В Америке я уяснил и это. Я видел, как там нанимают правительства, чиновников всех уровней, именно нанимают; платят им или увольняют их, если эти чиновники работают плохо. Вспоминая о шалостях российских министров и депутатов, я читал в газетах, что уволили министра сельского хозяйства Эспина, всего-навсего выбившего в университете стипендию для обучения своей подруги. Со строжайшим соблюдением правил и с последующим контролем в Америке нанимают очень многих – президентов, сенаторов, хоккеистов, профессоров, теноров, дворников, дирижеров и баскетболистов. Государство выстраивает прозрачные, но максимально открытые системы отношений с нужными ему людьми. Набоков писал, что ему самым удобным представляется именно такое государство, где портреты руководителей «никогда не превышают размеров почтовой марки».
У меня дома, в России, государство во все времена предпочитало пребывать со своими гражданами в отношениях наигранно романтических, не обременяя себя избыточными обязательствами. Как мы пели: «Жила бы страна родная, и нету других забот!» Чиновничье государство может набрать людей в армию и не кормить их, навербовать их для работы в шахте, школе или больнице и не заплатить. Причем государство при этом не несет никакой ответственности за собственные поступки, как сумасшедший со справкой. Мой американский опыт сразу же и очень четко вбил мне в сознание, что государства, не связанные со своими гражданами социальным контрактом, – чушь собачья. Но я утешался тем, что любое из государств вообще – доильный аппарат, навешенный на родину. Просто у моего Российского государства аппетит всегда превосходен, и оно предпочитает все надои использовать для себя самого, а мы никак не заставим его делиться.
Время шло, и в Россию никто, кроме родственников, меня не звал. Это облегчало продление американских контрактов – почему бы и нет? Более того, я видел, как меняются в России отношения с государством, становясь куда более дергаными и бесцеремонными (на американском фоне все это ощущалось очень остро). Менялась и пресса, становясь во многих случаях болтливой без удержу, теряя свои авторитет и влияние. Я продолжал работать в Бостоне; мои умения в Америке оказывались постоянно нужны. Выступал по радио, телевидению, начал вести колонки в газетах – и в англоязычных, и в самой большой из русских. Солидная «Бостон глоб» предложила уступить им преимущественные права на публикацию моих статей. Из России мне если и звонили, то исключительно из дому. Когда я поговорил об этом с другими соотечественниками, работавшими в Америке, многие из них искренне рассмеялись. «Никто никому там сегодня не нужен», – было самым мягким из определений. Перед многими официальными зданиями в Бостоне висели на флагштоках черные вымпелы с белым кругом и мужским скорбным профилем в этом круге.

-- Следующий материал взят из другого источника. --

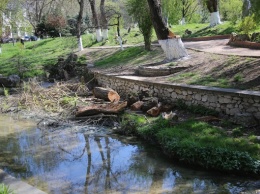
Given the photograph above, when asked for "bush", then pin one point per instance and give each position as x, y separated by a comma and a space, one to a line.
201, 144
248, 24
4, 189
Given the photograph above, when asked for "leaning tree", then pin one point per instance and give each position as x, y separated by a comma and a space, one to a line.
95, 20
79, 23
104, 21
170, 43
212, 6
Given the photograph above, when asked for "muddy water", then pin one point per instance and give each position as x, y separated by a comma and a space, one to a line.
77, 160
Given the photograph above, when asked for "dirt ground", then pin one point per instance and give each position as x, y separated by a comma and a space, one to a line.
203, 68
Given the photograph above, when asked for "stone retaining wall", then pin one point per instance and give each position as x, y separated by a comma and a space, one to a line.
206, 38
236, 103
245, 44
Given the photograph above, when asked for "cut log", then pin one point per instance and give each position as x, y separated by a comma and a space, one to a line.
106, 94
154, 112
94, 109
137, 105
207, 119
149, 103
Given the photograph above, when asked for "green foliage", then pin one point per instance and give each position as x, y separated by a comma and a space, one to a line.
121, 56
236, 132
140, 11
255, 8
130, 123
197, 109
238, 77
30, 62
227, 8
173, 10
201, 144
4, 189
248, 24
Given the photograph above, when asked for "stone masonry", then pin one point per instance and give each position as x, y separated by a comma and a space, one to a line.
231, 102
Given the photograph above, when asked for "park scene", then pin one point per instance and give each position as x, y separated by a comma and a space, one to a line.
129, 96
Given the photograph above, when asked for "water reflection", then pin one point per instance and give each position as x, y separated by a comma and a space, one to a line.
75, 160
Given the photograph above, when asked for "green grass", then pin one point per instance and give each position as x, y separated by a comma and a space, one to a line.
201, 144
30, 61
199, 30
121, 57
4, 189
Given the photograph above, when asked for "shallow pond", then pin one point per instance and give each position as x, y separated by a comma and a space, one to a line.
88, 160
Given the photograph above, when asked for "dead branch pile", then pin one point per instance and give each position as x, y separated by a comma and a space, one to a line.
60, 98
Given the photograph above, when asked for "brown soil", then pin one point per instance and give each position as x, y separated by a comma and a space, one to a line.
204, 68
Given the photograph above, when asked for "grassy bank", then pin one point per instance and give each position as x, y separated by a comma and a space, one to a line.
199, 144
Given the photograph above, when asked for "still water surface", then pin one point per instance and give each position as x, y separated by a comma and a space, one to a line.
78, 160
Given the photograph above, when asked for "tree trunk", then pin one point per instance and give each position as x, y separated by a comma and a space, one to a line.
171, 45
246, 8
79, 21
156, 14
104, 20
95, 19
212, 6
106, 94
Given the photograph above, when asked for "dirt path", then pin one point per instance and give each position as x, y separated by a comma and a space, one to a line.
204, 68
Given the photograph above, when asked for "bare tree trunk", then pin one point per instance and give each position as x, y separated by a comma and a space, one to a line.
171, 45
79, 21
212, 6
104, 20
95, 18
246, 8
88, 175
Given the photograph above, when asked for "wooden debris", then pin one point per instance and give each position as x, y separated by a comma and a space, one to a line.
207, 119
154, 112
94, 109
106, 94
137, 105
170, 116
149, 102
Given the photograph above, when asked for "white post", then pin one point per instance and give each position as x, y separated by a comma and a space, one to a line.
173, 48
214, 18
99, 35
183, 21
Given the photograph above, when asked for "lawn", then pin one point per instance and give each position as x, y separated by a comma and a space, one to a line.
32, 60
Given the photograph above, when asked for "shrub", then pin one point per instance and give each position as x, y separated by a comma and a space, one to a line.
248, 24
4, 189
201, 144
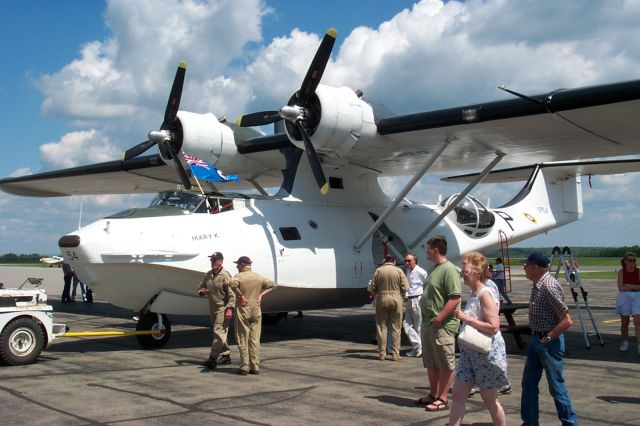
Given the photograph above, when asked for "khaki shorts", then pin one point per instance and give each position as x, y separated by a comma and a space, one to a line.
438, 347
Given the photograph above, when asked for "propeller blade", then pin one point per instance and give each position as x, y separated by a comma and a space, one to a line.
314, 161
182, 173
173, 104
137, 150
316, 69
258, 118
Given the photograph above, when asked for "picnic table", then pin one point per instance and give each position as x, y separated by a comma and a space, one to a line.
517, 330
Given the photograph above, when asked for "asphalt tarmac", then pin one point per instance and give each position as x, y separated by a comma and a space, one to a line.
319, 369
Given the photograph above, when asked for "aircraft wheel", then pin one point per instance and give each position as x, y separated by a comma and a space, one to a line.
149, 321
21, 341
273, 317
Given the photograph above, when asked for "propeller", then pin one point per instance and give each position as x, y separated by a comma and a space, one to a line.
169, 137
300, 109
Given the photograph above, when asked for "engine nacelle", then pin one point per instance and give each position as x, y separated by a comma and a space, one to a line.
344, 120
203, 136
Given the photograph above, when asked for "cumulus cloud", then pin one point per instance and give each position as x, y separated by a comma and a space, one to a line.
76, 148
433, 55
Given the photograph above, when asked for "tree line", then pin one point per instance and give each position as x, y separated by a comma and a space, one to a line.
575, 251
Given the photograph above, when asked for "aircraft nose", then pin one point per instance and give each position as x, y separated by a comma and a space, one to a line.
69, 241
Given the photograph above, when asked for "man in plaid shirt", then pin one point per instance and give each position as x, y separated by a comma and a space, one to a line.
549, 318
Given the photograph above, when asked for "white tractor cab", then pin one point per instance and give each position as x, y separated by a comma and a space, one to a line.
26, 325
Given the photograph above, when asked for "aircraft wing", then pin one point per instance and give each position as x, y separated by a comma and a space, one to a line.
560, 168
563, 125
585, 123
137, 175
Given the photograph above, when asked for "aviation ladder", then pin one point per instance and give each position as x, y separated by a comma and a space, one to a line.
572, 275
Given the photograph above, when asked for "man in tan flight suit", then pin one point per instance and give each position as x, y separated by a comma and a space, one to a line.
389, 284
250, 288
222, 300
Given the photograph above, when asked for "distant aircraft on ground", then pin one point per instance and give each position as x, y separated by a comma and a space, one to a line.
321, 236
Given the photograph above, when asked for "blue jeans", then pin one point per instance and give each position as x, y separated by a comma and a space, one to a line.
549, 358
76, 281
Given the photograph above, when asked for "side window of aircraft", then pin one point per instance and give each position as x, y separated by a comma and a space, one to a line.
471, 216
335, 183
290, 233
219, 205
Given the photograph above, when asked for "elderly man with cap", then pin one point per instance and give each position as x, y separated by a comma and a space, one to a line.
389, 284
222, 300
250, 289
549, 318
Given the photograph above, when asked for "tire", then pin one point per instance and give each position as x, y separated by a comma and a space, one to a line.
272, 318
149, 321
21, 341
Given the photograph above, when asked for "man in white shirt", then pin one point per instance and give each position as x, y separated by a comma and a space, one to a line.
412, 313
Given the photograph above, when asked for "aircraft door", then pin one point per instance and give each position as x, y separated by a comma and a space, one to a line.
395, 246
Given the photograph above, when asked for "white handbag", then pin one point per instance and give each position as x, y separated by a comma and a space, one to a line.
475, 340
472, 338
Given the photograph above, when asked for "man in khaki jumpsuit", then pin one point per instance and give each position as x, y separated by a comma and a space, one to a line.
222, 300
250, 288
389, 284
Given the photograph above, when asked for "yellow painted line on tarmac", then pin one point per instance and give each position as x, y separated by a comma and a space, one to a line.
111, 333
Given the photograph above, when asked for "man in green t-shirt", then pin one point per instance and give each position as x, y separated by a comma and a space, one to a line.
442, 293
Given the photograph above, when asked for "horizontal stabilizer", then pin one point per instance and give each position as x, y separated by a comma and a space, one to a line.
559, 168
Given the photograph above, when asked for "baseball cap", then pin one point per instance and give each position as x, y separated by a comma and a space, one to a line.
538, 259
217, 256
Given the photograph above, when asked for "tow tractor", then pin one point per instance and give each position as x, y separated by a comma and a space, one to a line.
27, 327
26, 324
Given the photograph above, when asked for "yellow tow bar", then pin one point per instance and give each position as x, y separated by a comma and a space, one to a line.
111, 333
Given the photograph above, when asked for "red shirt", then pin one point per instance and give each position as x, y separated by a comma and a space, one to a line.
632, 277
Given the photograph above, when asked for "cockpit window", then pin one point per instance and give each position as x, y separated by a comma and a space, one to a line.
184, 200
471, 215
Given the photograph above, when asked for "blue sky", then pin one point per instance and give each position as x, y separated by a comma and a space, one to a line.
84, 80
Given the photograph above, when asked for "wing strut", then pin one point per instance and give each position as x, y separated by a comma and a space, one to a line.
459, 198
403, 193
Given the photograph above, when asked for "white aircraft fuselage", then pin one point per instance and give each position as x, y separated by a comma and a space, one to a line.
157, 256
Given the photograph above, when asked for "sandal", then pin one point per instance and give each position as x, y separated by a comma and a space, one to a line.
425, 400
437, 405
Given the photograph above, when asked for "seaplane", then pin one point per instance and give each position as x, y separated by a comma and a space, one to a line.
51, 261
323, 230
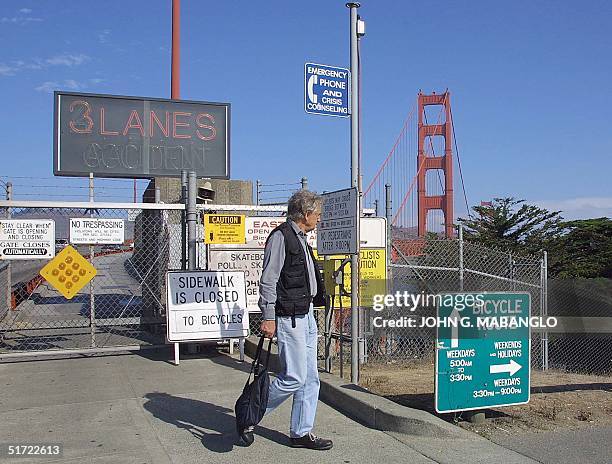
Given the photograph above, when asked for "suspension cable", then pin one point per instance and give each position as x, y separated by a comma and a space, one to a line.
467, 206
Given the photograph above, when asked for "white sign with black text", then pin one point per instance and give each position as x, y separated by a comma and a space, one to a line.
206, 305
249, 261
96, 231
27, 238
337, 231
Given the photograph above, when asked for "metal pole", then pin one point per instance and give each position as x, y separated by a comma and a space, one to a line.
191, 220
328, 321
184, 221
355, 341
544, 309
176, 50
9, 277
461, 266
388, 215
92, 297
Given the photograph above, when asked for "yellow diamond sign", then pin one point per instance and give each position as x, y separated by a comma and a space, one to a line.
68, 272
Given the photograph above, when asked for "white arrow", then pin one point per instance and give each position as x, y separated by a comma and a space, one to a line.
512, 368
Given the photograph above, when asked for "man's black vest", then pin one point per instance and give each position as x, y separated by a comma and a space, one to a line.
293, 295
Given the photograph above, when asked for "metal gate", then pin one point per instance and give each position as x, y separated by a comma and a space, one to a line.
123, 305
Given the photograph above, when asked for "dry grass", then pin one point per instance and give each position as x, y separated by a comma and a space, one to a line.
558, 399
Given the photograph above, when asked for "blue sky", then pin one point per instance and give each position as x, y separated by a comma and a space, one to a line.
530, 84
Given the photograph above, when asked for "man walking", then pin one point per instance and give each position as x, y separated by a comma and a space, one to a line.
290, 286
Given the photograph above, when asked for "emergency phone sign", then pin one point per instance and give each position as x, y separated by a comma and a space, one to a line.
326, 90
204, 305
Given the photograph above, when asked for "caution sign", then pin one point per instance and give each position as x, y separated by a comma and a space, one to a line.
205, 305
68, 272
372, 276
27, 238
228, 229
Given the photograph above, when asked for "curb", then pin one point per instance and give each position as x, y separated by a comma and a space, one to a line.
369, 409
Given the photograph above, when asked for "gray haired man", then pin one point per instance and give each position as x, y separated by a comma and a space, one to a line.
290, 286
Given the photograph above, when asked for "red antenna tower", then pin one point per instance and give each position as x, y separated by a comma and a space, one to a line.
444, 162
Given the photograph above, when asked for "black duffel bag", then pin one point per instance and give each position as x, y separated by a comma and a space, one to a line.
251, 404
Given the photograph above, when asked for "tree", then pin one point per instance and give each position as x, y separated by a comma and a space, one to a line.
584, 249
512, 225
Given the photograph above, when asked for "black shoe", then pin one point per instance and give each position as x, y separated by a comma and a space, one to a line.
311, 441
246, 435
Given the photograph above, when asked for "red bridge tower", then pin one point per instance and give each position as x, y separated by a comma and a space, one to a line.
443, 162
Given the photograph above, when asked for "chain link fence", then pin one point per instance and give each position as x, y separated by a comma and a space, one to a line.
445, 266
123, 305
585, 308
581, 343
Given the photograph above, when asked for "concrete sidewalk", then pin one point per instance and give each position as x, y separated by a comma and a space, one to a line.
139, 408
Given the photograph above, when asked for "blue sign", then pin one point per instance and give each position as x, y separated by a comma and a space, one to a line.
326, 90
482, 351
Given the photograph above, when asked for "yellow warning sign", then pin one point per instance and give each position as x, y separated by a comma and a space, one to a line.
372, 276
68, 272
224, 229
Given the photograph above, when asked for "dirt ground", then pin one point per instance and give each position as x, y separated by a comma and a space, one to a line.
558, 399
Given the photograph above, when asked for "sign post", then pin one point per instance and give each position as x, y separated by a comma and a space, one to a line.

Это значило, что то ли военнопленный, то ли заложник, то ли еще кто-то ушел отсюда служить отечеству и пока не вернулся. Страна ищет его, вымпела не снимут, пока процесс не закончится. В газетах я одновременно читал о том, как Америка посылает целый флот к чьему-нибудь берегу, если там удерживают американца, и как Россия никого не ищет – ни живых, ни мертвых. Правящая бюрократия, как стареющая кокетка, в основном занималась сама собой, не злоупотребляя выяснением своих отношений с собственным населением.